Bad News for Refugees in Germany, Meet New Measures

Bad news for all refugees in Germany, as the state has issued new measures for all who must return to their countries. 60 percent of all asylum seekers who visit Germany have no identification documents, but almost everyone has a mobile phone. A young man said [...]
Bad news for all refugees in Germany, as the state has issued new measures for all who must return to their countries.
60 percent of all asylum seekers who visit Germany have no identification documents, but almost everyone has a mobile phone. A young man said he was gone from Alepola. In the fall of 2015, he reached the Austrian-bavarez border. There was no ID. He said he lost it. But he had his cell phone on him.

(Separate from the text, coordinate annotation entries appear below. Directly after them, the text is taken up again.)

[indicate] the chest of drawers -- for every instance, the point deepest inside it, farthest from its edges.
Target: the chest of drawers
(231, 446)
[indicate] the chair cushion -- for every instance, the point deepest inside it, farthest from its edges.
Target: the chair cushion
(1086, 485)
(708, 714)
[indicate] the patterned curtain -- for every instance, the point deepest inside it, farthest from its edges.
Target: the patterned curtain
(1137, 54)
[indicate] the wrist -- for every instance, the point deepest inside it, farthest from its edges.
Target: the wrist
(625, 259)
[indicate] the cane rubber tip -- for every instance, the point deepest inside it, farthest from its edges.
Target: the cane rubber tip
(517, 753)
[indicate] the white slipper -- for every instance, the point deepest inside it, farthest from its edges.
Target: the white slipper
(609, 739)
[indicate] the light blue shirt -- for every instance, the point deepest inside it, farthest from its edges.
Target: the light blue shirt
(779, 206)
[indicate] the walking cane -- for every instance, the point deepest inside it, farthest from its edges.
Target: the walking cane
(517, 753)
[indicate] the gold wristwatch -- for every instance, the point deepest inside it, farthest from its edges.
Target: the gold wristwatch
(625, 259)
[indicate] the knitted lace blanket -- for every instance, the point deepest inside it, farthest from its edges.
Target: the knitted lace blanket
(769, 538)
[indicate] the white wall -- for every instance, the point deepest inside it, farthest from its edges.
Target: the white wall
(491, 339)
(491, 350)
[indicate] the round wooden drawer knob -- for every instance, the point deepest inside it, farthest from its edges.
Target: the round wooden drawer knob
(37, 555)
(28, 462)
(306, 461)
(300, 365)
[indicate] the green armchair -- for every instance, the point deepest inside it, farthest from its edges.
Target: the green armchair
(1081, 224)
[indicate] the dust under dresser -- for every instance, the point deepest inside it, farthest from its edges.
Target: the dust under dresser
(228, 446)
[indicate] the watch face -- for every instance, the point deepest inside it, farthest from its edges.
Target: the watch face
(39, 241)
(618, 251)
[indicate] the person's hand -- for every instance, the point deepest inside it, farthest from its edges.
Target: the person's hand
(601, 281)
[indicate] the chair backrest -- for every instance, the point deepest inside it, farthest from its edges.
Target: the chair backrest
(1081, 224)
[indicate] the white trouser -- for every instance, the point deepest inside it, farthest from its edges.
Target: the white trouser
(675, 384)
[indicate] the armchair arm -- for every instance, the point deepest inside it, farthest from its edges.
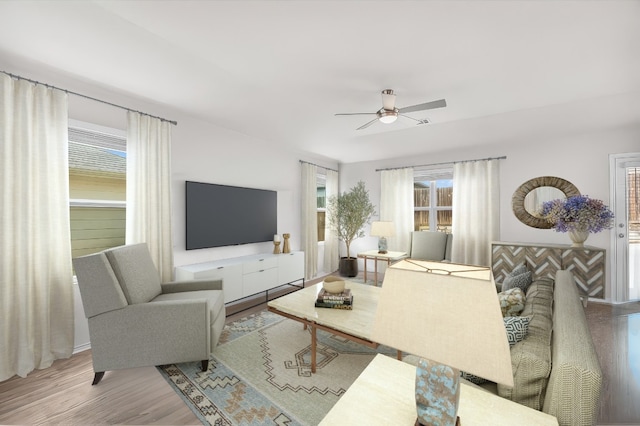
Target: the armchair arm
(152, 333)
(191, 285)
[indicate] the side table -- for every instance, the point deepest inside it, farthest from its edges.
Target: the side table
(384, 394)
(390, 257)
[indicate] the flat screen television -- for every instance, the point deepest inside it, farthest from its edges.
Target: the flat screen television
(221, 215)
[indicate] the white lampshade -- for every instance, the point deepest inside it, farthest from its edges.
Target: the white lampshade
(382, 229)
(445, 312)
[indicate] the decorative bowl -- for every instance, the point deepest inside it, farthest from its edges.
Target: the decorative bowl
(333, 285)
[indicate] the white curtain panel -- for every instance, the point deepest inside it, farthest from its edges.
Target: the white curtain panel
(476, 211)
(396, 205)
(331, 242)
(36, 278)
(309, 219)
(149, 188)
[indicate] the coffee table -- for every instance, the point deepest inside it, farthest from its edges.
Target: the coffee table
(384, 394)
(355, 324)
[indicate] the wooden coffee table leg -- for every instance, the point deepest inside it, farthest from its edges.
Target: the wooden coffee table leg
(313, 348)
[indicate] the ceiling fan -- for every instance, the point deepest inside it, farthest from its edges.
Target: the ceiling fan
(389, 113)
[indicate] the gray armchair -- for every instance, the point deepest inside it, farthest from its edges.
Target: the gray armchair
(135, 320)
(428, 245)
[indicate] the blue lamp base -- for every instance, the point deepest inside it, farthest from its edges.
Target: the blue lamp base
(437, 394)
(382, 245)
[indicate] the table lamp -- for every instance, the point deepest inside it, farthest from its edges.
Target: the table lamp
(447, 314)
(382, 230)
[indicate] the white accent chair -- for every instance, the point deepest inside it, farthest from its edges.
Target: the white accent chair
(429, 245)
(135, 320)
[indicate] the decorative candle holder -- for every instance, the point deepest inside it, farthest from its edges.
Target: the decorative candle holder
(285, 247)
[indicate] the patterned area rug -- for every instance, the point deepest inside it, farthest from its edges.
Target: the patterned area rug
(260, 374)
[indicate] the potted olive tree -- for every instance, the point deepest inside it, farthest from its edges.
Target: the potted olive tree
(347, 214)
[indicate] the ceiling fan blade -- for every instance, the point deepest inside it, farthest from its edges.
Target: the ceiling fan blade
(421, 107)
(356, 113)
(414, 119)
(364, 126)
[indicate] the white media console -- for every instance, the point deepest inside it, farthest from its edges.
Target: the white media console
(248, 275)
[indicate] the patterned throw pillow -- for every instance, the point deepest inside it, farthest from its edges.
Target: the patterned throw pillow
(517, 328)
(522, 281)
(520, 269)
(511, 302)
(473, 379)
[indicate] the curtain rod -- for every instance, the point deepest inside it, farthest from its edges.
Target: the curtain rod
(175, 123)
(441, 164)
(317, 165)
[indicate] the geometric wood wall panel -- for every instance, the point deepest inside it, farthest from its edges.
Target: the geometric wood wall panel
(586, 264)
(504, 258)
(588, 269)
(544, 262)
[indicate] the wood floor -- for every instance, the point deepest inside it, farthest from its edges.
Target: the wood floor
(62, 394)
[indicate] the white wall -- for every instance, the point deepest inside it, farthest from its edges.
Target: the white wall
(578, 154)
(201, 151)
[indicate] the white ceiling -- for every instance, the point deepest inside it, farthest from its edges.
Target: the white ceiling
(279, 70)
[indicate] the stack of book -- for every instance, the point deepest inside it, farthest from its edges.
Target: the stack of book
(342, 300)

In the phase of the mass refugee arrival, border guards were unable to control the identities of all of them. In most cases they gave them only the sign to pass. In fact, the refugee who claimed to have fled the civil war from Alepo were the Moroccan who had come to Germany with the stream of the true “sirian” through the “Balkan path”. The above history has occurred thousands of times. The country's issue of origin is important, because it is crucial to the prospects for asylum. The Syrians can stay in Germany, the Moroccans are not, because this country is considered safe.
After political and legal discussions on whether the authorities will be allowed to read mobile phone data and determine exactly where and when someone has come to Germany, the government now decided to grant the Federal Office for Migration and Refugees (BAMF) the right to use mobile phones to verify identity. Lawyers, data advocates and humanitarian organisations view this as a broad intervention of personal data. Meanwhile, Utah Cordt, leader of the BAMF, considers it a very urgent step.
She says reading mobile data will only be a relief step in case of suspicion of the identity of persons seeking asylum. The German government's charge for personal data views this procedure as unconstitutional. Some experts on criminal law are of that opinion.
So far reading cell data from BAMF employees could only be done after a judge had decided to do so. If you suspect that someone had lied about identity, and this proves true, then the person's right to asylum is denied. In 2016, 400 asylum permits were canceled because of fraud about the country of origin, which had been arranged through the mobile phone. The problem is that one may have two mobile phones, yet determining one's identity becomes easier if cell phone records are checked. But despite that, the association “for individual freedoms” will file charges against the cell phone control law.